Rich Nieto, or Richie as I know him, is a co-owner of my local coffee bar, Sweetleaf, which is a stone’s throw from my apartment in Queens. Since its opening in the spring of 2008, Sweetleaf has become a staple both in the neighborhood and in my daily life. I stop in each morning for a mocha to satisfy my sweet tooth and for a chat with the baristas who have come to know me as their “local astrophysicist.” Most of the time, we engage in small talk about the day ahead, the weather, or the weekend, but occasionally the conversations wander deeper into what I’m teaching, what they’re reading, or what’s new in the neighborhood. With Richie, these conversations often veer into science.

When Richie decided to open Sweetleaf, he knew very little about the world of specialty coffee. But he threw himself into learning all there was to know about its production and consumption. He identified the variables he had to play with as a barista and started experimenting. On more than one occasion, I’ve stopped in to find Richie enlisting the staff and even a customer or two in blind and double blind taste tests as he played with the settings on the coffee machines. His co-owner, Alfred Arundel tells me, "Richie has always been like this, he’ll spend hours just studying one thing, thinking about what the variables are and how they interact."

His systematic approach impresses me, and we’ve often discussed the importance of th scientific method. While I’ve never stopped to think about the variables he is working with, his baristas are all too familiar with his tinkering. Georgia Sanford has been working in coffee shops most of her life, but was only ever trained to get the same tasting product each time, and not to question whether the taste itself could be better. "Richie started asking why not play with the process and see what happens to the taste? Now not only are all our baristas trained to consistently deliver the best tasting results, but we understand more about the variables and how they affect the outcome."

It was a slow Wednesday afternoon when I discovered three electronic scales sitting neatly in a row at the end of the bar.

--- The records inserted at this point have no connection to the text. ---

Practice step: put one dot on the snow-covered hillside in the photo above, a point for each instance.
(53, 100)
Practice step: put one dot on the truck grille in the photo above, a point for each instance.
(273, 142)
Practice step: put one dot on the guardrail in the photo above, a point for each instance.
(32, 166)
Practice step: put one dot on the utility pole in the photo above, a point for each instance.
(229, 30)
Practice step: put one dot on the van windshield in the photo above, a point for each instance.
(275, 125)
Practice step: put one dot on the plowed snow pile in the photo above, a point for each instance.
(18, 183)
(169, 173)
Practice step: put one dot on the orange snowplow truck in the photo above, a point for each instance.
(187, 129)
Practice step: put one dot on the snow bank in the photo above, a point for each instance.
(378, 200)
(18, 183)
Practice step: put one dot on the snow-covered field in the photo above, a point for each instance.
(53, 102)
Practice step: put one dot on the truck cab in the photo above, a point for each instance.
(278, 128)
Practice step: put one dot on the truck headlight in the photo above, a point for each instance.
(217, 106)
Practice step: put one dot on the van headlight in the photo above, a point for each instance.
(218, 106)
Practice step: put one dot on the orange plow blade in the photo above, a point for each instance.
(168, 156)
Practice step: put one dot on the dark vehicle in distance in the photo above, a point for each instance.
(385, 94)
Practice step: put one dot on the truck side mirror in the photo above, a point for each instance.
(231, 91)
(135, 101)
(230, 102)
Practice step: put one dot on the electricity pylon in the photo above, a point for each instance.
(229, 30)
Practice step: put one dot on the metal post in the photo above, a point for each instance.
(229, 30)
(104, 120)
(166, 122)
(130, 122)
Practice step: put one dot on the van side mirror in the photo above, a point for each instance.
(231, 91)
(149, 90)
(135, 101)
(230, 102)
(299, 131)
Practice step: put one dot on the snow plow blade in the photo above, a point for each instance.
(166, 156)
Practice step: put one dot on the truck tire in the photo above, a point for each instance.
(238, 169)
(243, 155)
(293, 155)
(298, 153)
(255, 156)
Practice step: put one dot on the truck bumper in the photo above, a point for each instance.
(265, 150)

Seeing my curiosity, Richie walked over to explain they were for a new drink he wanted to offer called a "pour over." Essentially a single serving of coffee brewed to order, a pour over is the coffee world’s return to basics.

Coffee trees grow primarily in a belt around the equator in remote regions at moderate altitudes with mild climates. The beans themselves are actually the seeds inside the fruit of the coffee tree, known as the “cherry.” Unfortunately, coffee cherries don’t all ripen at the same time between trees or even between branches. They must be individually inspected and hand-picked. The cherries are put then through one of two processes, dry versus wet, to separate the beans from the pulp of the fruit. Once dry, the last protective layer around the bean, the husk, is removed and the beans are sorted, packaged, and shipped to commercial customers around the world. Upon reaching local distributors, the beans are then roasted and delivered to retail clients such as coffee bars and cafes where they are finally transformed into your beverage of choice.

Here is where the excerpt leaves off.